I still had my underwire bra on. No one had dared to remove my clothes since I had arrived at the hospital. My rust-colored
salwar kameez
was still stuck to the open wounds on my back, and my bra was still fastened around my chest.

“Dex, I have a bra on.”

“Well, take it off.”

“I can’t take it off. I can’t move my arms. You take it off.”

The Pakistani nurses were completely riveted.

“I can’t take your bra off. Paul will kill me.”

“Dex. You are fifty years old. You have seen tits before. Take my bra off!”

The poor nurses were confused again.

“It’s a simple bra with a front clasp,” I explained to Dex.

He nodded, and I passed out again.

 • • • 

T
HE SCANS FROM
S
HIFA
Hospital revealed no internal bleeding and no damage to my head. I had a smashed collarbone; loss of skin on my back, arms, and hands; two sprained ankles and possibly sprained ribs. I felt as if I had been thrown into a washing machine on the spin cycle. Every three hours a nurse would come into my room and administer morphine directly into my veins. With each injection my body felt as if it were sinking into a warm bath and then rising up to float through the room, weightless and painless.

In a rare window of lucidity, I started looking through my e-mails and asked Dex to bring in my computer so I could download and look through my pictures from the refugee camps. I wanted to file a selection of images from my hospital bed and get them published in the paper, as if somehow this horrific day would have been justified by our work. Or maybe I was so accustomed to filing at the end of a long, exhausting day on a breaking-news story; I had once filed under fire in Fallujah from beneath the protection of a Humvee.
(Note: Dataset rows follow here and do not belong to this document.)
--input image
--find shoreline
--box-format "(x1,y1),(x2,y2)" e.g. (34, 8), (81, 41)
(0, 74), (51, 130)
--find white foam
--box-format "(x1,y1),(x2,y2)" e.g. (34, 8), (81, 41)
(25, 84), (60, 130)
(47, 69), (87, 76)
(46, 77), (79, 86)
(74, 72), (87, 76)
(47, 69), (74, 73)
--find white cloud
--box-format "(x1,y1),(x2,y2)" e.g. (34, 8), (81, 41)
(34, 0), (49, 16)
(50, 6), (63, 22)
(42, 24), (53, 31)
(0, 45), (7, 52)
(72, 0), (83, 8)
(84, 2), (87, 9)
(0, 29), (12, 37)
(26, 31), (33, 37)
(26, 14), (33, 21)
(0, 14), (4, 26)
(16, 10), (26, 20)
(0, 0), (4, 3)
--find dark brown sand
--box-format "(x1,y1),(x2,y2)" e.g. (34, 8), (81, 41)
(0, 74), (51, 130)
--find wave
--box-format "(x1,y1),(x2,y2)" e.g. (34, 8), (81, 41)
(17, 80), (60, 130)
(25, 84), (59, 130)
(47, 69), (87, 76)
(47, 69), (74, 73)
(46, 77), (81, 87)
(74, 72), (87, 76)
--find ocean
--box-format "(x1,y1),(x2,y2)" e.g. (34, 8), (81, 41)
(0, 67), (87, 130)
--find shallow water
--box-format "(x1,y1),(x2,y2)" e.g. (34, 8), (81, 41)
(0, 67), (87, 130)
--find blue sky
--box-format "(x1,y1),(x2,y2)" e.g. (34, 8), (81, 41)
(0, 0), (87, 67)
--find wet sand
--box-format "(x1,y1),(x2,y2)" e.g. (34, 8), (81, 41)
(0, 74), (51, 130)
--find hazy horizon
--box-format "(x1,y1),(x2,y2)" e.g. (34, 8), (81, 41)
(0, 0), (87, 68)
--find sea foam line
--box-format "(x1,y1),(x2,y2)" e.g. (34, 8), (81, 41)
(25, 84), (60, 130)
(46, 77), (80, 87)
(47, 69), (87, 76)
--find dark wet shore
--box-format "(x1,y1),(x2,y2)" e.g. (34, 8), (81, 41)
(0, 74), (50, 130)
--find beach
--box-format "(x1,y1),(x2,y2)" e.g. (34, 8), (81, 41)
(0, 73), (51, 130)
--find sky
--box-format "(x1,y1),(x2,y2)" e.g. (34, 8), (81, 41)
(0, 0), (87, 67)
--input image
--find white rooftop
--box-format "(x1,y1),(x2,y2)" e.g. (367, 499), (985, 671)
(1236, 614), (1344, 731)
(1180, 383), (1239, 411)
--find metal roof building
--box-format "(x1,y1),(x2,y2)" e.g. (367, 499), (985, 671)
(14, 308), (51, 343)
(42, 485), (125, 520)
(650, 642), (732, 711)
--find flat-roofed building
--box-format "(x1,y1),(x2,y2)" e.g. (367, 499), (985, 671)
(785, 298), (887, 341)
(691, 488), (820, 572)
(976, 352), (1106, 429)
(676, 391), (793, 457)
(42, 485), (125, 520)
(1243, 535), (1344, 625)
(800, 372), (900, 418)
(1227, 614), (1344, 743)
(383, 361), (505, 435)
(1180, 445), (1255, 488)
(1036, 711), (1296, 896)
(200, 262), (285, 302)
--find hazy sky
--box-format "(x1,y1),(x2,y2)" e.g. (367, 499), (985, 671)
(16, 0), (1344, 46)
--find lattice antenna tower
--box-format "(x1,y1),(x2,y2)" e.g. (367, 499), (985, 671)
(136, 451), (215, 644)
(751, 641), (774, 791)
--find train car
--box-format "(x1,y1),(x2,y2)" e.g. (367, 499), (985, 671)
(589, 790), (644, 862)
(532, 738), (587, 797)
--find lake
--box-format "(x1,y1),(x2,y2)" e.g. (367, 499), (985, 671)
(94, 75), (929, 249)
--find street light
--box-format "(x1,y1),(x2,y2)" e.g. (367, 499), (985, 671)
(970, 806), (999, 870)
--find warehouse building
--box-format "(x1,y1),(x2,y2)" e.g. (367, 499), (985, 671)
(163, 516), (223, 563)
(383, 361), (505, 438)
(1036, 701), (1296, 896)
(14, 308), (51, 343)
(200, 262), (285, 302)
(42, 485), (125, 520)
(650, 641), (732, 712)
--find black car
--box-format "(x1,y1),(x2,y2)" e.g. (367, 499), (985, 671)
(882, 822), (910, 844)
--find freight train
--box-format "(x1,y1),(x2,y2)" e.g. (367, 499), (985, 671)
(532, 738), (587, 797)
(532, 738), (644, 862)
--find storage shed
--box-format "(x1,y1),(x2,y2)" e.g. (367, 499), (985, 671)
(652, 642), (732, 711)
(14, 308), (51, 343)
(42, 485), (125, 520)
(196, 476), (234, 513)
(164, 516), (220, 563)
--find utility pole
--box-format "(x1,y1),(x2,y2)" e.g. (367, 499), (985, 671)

The instinct to file the images from the camps before they got outdated was automatic.

Paul arrived in my hospital room on a Monday morning, clipboard in hand, in the midst of one of my doped-up hazes. I remember seeing him and his concerned but reassuring face and knowing everything would be OK. And I knew the nurses would be relieved to finally see my fiancé by my bedside to replace my questionable “brothers.”